Most B2B companies have messaging. Very few have a position.
This distinction sounds like semantics until you watch it play out in a sales cycle. The company with messaging can tell you what they do. The company with a position can tell you why it matters, who it's for, and why them — in a way the buyer can actually hold onto after the call ends.
That last part is where most companies lose.
What messaging does.
Messaging is the language layer. It's the words on your website, the deck copy, the elevator pitch your sales team has been coached to deliver. Good messaging is clear, consistent, and on-brand. Done well, it's genuinely useful.
But messaging describes. It doesn't differentiate.
When every competitor in your category uses the same three words — innovative, scalable, trusted — messaging alone doesn't create preference. It creates noise that sounds like everyone else's noise. Buyers tune it out because they've learned to.
This isn't a failure of craft. It's a failure of foundation.
What positioning does.
Positioning answers a different set of questions. Not what do we do? but why does that matter to this specific buyer, in this specific moment, given what else they could do instead?
Positioning is a strategic choice about where you compete, who you're for, and what you're willing to not be. It's the decision underneath the messaging — the thing that tells you what to say, what to leave out, and what to stand behind when a prospect pushes back.
A company with a real position doesn't just have an answer to why you? They have an answer that lands differently than everyone else's answer. It's specific. It's defensible. And it doesn't require three follow-up meetings to explain.
Messaging describes. Positioning differentiates. Most B2B companies have invested in the former without doing the work of the latter.

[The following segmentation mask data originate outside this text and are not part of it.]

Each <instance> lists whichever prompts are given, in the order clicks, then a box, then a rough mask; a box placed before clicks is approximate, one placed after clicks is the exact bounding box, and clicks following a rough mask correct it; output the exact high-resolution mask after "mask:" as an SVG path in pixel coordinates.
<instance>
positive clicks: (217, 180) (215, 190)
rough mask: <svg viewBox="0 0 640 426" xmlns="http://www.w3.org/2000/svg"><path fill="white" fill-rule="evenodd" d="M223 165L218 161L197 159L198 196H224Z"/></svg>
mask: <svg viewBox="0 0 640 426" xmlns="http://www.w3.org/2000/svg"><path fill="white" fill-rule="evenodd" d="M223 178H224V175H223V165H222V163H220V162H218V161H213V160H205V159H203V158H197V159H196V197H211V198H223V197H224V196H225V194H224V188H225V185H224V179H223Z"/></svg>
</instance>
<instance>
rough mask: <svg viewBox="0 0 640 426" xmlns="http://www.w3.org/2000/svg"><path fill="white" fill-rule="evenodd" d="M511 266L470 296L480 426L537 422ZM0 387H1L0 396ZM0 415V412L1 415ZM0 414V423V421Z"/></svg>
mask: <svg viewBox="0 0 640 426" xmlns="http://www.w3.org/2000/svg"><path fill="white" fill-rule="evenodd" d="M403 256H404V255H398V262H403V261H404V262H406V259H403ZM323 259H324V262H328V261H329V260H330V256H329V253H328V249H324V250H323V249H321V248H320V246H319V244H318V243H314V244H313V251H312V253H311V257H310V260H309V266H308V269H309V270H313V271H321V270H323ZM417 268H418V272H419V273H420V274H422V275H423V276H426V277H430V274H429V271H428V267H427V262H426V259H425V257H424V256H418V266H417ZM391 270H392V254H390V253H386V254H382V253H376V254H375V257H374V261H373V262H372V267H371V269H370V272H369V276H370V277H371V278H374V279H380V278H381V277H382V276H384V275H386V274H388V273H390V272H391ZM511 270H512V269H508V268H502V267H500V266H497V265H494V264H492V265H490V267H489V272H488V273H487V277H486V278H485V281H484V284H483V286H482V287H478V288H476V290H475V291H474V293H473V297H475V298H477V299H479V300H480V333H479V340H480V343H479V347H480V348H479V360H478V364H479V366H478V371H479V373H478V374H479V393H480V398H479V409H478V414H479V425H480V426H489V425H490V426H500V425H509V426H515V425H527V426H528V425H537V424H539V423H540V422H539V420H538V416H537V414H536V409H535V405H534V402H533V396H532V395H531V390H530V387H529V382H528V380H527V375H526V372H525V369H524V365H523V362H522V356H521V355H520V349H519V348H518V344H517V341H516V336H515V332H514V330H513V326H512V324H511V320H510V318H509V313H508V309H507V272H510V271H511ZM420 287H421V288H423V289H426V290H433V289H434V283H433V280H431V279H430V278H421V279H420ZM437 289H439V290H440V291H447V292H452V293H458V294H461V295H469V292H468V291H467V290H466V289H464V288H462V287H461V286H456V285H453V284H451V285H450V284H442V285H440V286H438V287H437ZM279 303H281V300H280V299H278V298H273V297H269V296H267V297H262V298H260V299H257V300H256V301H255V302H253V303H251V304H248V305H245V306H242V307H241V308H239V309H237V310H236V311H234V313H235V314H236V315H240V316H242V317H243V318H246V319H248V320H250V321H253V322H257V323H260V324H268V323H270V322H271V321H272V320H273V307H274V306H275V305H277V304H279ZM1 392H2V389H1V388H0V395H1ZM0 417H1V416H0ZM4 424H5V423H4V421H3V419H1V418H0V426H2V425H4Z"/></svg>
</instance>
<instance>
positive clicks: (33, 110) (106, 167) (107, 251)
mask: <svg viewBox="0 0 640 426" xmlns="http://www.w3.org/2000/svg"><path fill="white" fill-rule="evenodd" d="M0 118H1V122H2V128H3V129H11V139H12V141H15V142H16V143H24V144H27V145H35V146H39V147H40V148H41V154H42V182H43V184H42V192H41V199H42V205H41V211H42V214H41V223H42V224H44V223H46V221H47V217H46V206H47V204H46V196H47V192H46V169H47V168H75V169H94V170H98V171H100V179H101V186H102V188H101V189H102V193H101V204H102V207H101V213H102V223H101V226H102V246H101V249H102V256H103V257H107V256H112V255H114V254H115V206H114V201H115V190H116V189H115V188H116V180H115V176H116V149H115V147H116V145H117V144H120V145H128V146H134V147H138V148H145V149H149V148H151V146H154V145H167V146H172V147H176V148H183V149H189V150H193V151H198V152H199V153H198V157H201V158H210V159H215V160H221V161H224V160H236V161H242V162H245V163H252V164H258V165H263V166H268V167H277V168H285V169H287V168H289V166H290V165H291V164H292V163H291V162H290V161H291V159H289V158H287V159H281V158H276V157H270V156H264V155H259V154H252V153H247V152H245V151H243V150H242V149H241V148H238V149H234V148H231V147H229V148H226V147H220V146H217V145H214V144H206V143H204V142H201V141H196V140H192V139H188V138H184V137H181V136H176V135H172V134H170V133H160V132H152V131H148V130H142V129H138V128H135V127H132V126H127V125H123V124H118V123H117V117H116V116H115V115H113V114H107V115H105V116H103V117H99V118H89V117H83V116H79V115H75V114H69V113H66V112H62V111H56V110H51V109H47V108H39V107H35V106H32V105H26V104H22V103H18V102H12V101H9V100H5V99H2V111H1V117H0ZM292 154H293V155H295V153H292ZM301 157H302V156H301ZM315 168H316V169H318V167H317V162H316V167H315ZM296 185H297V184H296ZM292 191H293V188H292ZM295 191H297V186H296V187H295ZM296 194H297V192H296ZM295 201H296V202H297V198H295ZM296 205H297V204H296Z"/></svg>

Why most companies skip it.
Positioning is harder than messaging. It requires saying no — to certain buyers, certain use cases, certain claims you could technically make but shouldn't. It requires a point of view that someone might disagree with. It requires the organization to align around a story before that story goes external.
Most companies avoid this work because it feels risky. What if we're wrong? What if we leave buyers out?
The real risk is the opposite. Broad positioning doesn't protect you from losing deals — it guarantees you'll be evaluated purely on price and familiarity. When you're impossible to distinguish, the buyer defaults to whoever they've heard of longest or whoever bids lowest.
That's not a market position. That's a commodity trap.
The test.
Here's a quick way to know which side of this line you're on.
Ask five people on your leadership team — separately — to answer this question in one sentence: Who is this company for, and what do we do better than anyone else for that person?
If you get five different answers, you don't have a position. You have five people doing their best with incomplete information.
If you get one answer, but it sounds like it could belong to any of your competitors, you have messaging without a position.
The goal is one answer that's both true and unmistakably yours — the kind that makes the right buyer feel seen and makes the wrong buyer self-select out.
What it takes to get there.
Positioning isn't a copywriting exercise. You can't fix it by hiring a better writer or redesigning the website. Those investments compound when the foundation is right. When it's not, they just dress up the confusion.
Getting to a real position requires going upstream: clarifying who the best buyer actually is, articulating what they're struggling with before they find you, and naming the thing you do that no one else does quite the same way.
Then — and only then — does messaging become powerful. Because now the words are backed by something real. They carry the weight of a decision, not just the hope of differentiation.
That's the difference between a company that sounds good and a company that sticks.